I am in the process of revisiting some older linear algebra code of mine with the aim of getting it in shape for CUDA 4.0. In the course of this I though I would try building a GPU version of the lapack routinely DPBTRS using cublasDtbsv directly - so basically a pair of cublasDtbsv calls for forward and backward substitution for each right hand side. The results for a N=20000 matrix with a semibandwidth of 1900 and 4 rhs vectors:
GTX470 Cublas 3.2: total time = 1.453503, dbptrf = 0.974225, dbptrs = 0.479278
GTX470 Cublas 4.0: total time = 1.415825, dbptrf = 0.920702, dbptrs = 0.495123
ACML4.4 (4 threads): total time = 5.026893, dbptrf = 4.853224, dbptrs = 0.173669
(all times in seconds, no host device memory copies included in the GPU timing, averaged over 20 runs).
While my GPU band Cholesky factorization is about 5 times faster than the multithreaded ACML version, the CUBLAS dbsv performance is pretty terrible - something like 3 times slower than the CPU version. Looking a the profiler output tells the story - the two cublasDtbsv kernels dtbsv_main_lo_nt, dtbsv_main_lo_tr are using almost 40% of the total GPU time recorded by the profiler.
Anyone else using this routine? Any suggestions for alternatives?
We are aware that TBSV (as well as TRSV) do not perform well on GPU. They are memory-bound as all BLAS2. on top of that, triangular solvers are very difficult to parallellize. Currently TBSV perf are poor but in line with TRSV. I think there is some room for improvement but not that much. Frankly, we did not put too much optimization effort for the BLAS2 routines (except GEMV) because we have not received much request for them. We mainly implemented them more for completeness of the BLAS Library.
In your example, you mentioned that you have 4 rhs. Does it mean that you call it 4 times in a row with the same matrix?
Would you be interested in some “TBSM” which would certainly be more friendly for GPU?
Thanks for the reply. I understand that blas 2 routines don’t leave a lot of scope for performance on the GPU, I just wasn’t expecting the diagonal solvers to quite so slow. I was really wondering about the algorithm the code uses - the occupancy of the tbsv kernels is incredibly low given that the test case has got a rather large semi-bandwidth and a lot of rows. I guess the biggest surprise was how slow the triangular solvers are compared to the factorization I am using, which contains some very naive code and doesn’t do any fancy like cyclic look-ahead or hybridizing with the host CPU.

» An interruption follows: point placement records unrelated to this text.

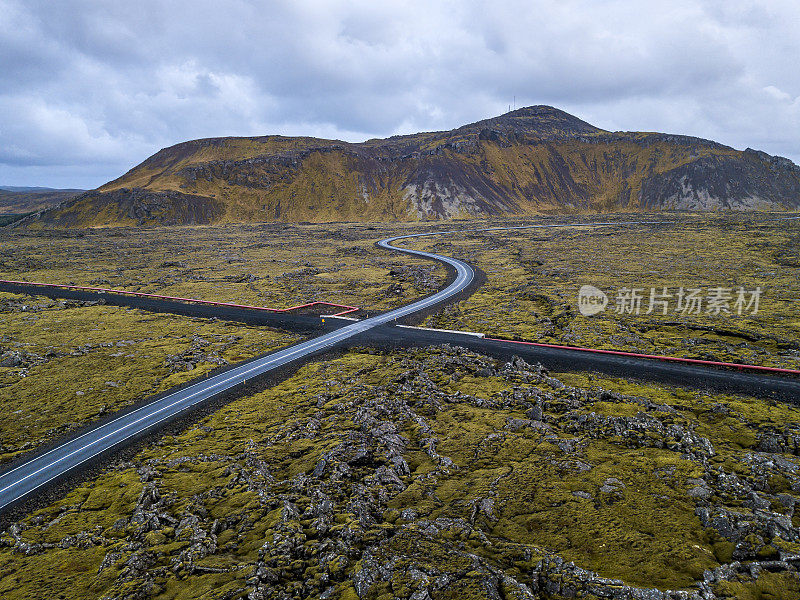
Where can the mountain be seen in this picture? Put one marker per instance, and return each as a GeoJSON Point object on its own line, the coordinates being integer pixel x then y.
{"type": "Point", "coordinates": [527, 161]}
{"type": "Point", "coordinates": [23, 200]}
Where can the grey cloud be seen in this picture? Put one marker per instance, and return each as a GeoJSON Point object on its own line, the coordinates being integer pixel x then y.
{"type": "Point", "coordinates": [92, 88]}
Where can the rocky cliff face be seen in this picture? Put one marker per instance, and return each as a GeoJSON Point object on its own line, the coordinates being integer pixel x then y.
{"type": "Point", "coordinates": [527, 161]}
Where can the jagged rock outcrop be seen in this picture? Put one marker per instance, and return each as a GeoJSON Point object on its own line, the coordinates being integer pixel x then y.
{"type": "Point", "coordinates": [530, 160]}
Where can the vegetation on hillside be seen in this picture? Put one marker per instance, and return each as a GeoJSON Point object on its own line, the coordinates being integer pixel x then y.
{"type": "Point", "coordinates": [530, 161]}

About the actual problem - Yes there are four rhs vectors with the same lhs matrix, the matrix is a factorized jacobian, the rhs come from stage value approximations of an implicit Runge-Kutta scheme and the whole thing is wrapped in a newton solvers, so there could be a number of calls per step. I have just about finished a blas 3 based version using dtrsm and dgemm which I suspect might be faster, even for the “skinny” nx4 rhs matrix my problems usually have.